Dynamic/static pressure-induced copolymerization and property changes of lotus seed starch with chlorogenic acid.

Food Chem

College of Food Science, Fujian Agriculture and Forestry University, Fuzhou 350002, China; Fujian Provincial Key Laboratory of Quality Science and Processing Technology in Special Starch, Fujian Agriculture and Forestry University, Fuzhou 350002, China; China-Ireland International Cooperation Centre for Food Material Science and Structure Design, Fujian Agriculture and Forestry University, Fuzhou 350002, China. Electronic address:

Published: February 2025

Pressure promotes the formation of starch-polyphenol complexes, but their classification and properties are still unclear. This study aimed to elucidate the effects of dynamic high-pressure homogenization (10-50 MPa) and static hydrostatic pressure (100-500 MPa) on the copolymerization behavior and properties of lotus seed starch (LS)-endogenous polyphenol chlorogenic acid (CA) complexes.
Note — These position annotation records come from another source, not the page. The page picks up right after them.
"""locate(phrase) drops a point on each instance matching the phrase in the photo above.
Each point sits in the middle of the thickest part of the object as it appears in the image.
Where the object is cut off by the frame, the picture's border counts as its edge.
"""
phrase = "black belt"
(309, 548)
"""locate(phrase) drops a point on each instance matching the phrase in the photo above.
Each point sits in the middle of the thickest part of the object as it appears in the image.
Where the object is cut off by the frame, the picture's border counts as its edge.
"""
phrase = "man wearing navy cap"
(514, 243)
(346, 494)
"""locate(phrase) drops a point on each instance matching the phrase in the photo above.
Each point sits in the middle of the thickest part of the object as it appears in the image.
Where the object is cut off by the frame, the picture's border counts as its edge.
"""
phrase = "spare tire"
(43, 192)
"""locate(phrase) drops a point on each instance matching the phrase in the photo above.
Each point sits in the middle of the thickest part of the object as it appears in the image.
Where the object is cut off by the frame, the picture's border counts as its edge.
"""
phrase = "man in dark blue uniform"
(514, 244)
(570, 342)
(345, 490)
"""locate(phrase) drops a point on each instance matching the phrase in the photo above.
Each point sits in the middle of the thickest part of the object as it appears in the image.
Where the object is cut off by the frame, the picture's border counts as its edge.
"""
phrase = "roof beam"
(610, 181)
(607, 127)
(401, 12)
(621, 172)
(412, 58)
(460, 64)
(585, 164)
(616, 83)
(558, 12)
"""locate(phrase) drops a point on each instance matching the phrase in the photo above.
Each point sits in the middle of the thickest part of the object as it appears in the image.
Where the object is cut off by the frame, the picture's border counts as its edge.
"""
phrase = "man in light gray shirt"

The results showed that both pressures induced LS-CA to form stable inclusion-type complexes and easily destructible noninclusion-type complexes. Increased pressure promoted the formation of inclusion-type complexes, with dynamic pressure having a particularly strong effect. However, noninclusion-type complexes began breaking down at 20 MPa under dynamic pressure and 300 MPa under static pressure. Inclusion-type complexes primarily improve starch ordering, and noninclusion-type complexes enhance water holding capacity, but excessive proportions of either type affect pasting performance. These findings offer insights into transforming specific starch structures through small molecular components and provide a theoretical basis for controlling functional starch product processing.